I had a chance to attend Amanda Seales' book tour for Small Doses: Potent Truths For Everyday Use and there's something so refreshing about the way she captures a room with vulnerability, authenticity, and of course, humor. The 30-minute session was hosted at Book Soup, an intimate local bookstore in Los Angeles, and moderated by her longtime friend Demetria Lucas. The proximity of this friendship set the tone for the refreshing honesty that followed.
The seats in the room were filled in advance which was shocking since tardiness is embedded in LA's DNA. My friends and I nestled in the standing-room-only section between bookshelves and got comfy as we collected gems until our cups runneth over. The conversation covered cultural appropriation, racism, sexism, relationships, and so much more.
We know Amanda is no stranger to a viral moment, so stay tuned for some of her advice that has yet to make the social media airwaves.
On important advice for artists...
"Surround yourself with people who believe in you more than you believe in you."
In a world chock-full of artificial intelligence and airbrushed bodies, it's becoming increasingly rare to engage someone in a heartfelt manner. My favorite part of this discussion was the level of genuity in every response.
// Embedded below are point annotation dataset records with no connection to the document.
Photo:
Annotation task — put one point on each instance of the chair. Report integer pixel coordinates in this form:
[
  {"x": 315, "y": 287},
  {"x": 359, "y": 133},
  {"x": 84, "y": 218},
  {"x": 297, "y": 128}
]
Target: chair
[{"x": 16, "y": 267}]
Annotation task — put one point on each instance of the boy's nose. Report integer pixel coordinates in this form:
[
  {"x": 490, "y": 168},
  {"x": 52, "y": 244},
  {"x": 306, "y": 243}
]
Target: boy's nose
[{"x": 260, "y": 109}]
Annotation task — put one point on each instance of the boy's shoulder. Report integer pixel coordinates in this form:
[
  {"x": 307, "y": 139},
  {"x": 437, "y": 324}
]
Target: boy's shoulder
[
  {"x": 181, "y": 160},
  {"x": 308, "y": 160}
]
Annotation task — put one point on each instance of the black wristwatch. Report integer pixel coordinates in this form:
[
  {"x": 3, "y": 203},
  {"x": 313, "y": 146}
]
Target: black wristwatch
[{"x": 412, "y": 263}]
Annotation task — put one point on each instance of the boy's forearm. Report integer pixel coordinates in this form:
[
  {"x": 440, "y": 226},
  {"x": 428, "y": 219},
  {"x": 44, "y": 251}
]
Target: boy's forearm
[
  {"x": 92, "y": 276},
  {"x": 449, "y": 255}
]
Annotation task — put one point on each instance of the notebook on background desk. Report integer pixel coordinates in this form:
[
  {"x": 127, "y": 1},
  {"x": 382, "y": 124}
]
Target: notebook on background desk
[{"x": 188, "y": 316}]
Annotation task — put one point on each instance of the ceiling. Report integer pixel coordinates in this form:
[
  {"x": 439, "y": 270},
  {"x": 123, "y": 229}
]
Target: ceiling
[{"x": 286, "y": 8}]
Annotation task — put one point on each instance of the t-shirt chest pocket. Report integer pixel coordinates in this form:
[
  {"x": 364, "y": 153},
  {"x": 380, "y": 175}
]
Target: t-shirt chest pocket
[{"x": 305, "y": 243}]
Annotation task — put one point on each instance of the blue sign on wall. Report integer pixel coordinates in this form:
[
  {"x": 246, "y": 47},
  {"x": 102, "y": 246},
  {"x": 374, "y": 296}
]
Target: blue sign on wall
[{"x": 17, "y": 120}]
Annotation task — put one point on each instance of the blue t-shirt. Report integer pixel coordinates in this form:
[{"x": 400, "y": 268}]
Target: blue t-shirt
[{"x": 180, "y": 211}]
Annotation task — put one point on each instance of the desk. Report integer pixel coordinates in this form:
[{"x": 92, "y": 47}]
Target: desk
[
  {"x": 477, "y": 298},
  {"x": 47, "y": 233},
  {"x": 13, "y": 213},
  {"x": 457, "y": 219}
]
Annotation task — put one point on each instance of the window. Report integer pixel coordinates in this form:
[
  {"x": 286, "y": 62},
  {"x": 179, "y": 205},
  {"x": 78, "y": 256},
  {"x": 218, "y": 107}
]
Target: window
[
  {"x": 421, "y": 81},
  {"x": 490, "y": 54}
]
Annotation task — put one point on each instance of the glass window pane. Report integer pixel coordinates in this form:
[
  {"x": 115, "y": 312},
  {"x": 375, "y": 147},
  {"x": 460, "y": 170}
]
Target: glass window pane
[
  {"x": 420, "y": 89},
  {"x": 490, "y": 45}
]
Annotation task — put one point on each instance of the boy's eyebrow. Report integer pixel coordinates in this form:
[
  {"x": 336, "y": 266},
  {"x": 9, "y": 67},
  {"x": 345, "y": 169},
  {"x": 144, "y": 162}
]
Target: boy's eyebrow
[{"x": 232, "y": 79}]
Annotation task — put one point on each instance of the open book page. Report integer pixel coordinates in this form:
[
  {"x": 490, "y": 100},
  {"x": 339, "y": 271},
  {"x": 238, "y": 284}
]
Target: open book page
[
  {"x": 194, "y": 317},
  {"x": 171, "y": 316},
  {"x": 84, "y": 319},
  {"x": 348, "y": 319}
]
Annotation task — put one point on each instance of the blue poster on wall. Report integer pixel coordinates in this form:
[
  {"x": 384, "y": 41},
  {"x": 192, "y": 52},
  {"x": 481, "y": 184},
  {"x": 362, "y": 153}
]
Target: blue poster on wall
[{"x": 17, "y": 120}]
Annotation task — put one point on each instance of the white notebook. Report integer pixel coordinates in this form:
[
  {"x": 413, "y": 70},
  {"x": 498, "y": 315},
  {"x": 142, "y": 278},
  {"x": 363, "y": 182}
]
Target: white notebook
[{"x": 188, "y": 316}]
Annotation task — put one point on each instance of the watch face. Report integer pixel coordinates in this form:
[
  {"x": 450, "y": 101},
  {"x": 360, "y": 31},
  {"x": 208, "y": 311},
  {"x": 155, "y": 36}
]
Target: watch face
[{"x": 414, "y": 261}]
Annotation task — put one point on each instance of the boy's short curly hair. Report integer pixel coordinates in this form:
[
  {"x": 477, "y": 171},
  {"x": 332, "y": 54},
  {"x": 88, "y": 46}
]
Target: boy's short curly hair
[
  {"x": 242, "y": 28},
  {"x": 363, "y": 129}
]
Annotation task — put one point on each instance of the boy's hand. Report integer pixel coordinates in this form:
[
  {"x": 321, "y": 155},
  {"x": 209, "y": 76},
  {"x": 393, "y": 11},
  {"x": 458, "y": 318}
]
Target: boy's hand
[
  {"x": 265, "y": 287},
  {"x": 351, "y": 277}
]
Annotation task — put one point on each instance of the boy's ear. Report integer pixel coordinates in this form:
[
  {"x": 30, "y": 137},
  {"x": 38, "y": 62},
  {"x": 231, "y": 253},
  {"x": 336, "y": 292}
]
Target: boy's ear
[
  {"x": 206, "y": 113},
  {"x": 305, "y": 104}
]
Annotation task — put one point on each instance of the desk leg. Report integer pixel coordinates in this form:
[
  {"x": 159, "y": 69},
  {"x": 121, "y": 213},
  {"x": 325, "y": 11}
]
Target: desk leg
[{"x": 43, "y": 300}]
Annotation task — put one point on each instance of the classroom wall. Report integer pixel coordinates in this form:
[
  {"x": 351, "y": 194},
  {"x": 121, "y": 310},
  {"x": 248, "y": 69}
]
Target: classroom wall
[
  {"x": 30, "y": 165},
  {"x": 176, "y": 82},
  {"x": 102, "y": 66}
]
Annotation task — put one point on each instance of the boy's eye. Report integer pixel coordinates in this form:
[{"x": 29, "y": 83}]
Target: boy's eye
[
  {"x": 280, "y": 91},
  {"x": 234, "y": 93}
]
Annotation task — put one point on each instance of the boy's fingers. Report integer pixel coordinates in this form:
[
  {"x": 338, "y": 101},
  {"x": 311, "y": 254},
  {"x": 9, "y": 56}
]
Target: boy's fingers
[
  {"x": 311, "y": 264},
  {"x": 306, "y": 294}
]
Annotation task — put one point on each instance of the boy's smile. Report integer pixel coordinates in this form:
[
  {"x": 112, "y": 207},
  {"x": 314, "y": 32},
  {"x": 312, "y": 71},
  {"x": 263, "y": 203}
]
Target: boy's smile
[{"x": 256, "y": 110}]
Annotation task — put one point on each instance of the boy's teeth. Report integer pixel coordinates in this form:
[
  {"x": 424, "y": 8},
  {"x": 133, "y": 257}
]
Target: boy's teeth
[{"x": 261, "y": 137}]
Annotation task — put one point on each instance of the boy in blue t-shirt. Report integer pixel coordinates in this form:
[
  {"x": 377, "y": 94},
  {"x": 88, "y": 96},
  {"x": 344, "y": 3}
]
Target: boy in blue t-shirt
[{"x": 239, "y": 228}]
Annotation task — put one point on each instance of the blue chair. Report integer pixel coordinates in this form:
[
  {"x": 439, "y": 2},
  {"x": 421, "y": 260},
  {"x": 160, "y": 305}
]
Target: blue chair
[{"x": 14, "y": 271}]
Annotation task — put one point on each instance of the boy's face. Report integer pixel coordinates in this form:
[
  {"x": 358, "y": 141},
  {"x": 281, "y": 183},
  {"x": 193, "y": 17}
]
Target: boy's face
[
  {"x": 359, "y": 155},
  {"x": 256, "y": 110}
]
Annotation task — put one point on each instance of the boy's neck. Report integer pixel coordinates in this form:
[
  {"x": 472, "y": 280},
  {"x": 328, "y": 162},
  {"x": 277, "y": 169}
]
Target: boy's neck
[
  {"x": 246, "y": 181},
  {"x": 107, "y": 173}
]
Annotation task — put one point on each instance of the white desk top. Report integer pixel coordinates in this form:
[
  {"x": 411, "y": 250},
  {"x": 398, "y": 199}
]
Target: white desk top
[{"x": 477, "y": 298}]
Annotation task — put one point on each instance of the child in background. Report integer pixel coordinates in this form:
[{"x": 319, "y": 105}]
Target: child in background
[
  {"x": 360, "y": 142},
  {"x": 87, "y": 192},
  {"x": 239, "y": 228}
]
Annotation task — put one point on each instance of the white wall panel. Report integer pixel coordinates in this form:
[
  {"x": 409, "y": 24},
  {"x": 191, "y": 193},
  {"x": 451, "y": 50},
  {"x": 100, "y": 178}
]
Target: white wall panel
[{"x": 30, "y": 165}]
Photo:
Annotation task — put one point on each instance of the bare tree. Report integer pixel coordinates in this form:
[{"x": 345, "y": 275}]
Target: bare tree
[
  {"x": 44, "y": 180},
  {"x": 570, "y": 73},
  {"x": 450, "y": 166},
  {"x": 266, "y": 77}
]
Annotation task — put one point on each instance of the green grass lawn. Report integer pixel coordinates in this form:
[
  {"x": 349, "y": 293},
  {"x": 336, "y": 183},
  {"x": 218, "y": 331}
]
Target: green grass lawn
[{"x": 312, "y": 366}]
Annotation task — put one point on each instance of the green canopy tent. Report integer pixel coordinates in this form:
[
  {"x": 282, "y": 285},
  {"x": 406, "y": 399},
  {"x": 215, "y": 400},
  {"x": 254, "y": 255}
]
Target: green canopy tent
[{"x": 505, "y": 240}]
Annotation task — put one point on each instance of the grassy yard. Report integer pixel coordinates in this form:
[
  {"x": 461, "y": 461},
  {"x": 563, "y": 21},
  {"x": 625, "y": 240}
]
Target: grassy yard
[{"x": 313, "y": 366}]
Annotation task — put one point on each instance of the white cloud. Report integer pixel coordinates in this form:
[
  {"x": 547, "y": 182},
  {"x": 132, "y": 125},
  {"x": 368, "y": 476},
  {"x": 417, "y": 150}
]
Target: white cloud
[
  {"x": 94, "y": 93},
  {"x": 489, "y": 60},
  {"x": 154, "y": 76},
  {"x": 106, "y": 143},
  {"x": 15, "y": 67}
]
When Amanda was asked how she keeps glowing despite adversity, she carefully admitted, "I'm in a dark time right now. I'm up here and I look fly, but that's just because I know how to look fly." We all have these moments but often shy away from the opportunity to speak on them in an open forum. Her courage to answer such a personal question amongst strangers was impactful and she was immediately thanked for sharing by the active audience.
This shocking realization was followed up with the importance of having a tribe who believes in you because, "if you're not careful, you will let people who don't know you convince you that you don't know you." Finding those people that "understand the molecular structure of your soul" to remind you of who you are and what you're capable of is fundamental.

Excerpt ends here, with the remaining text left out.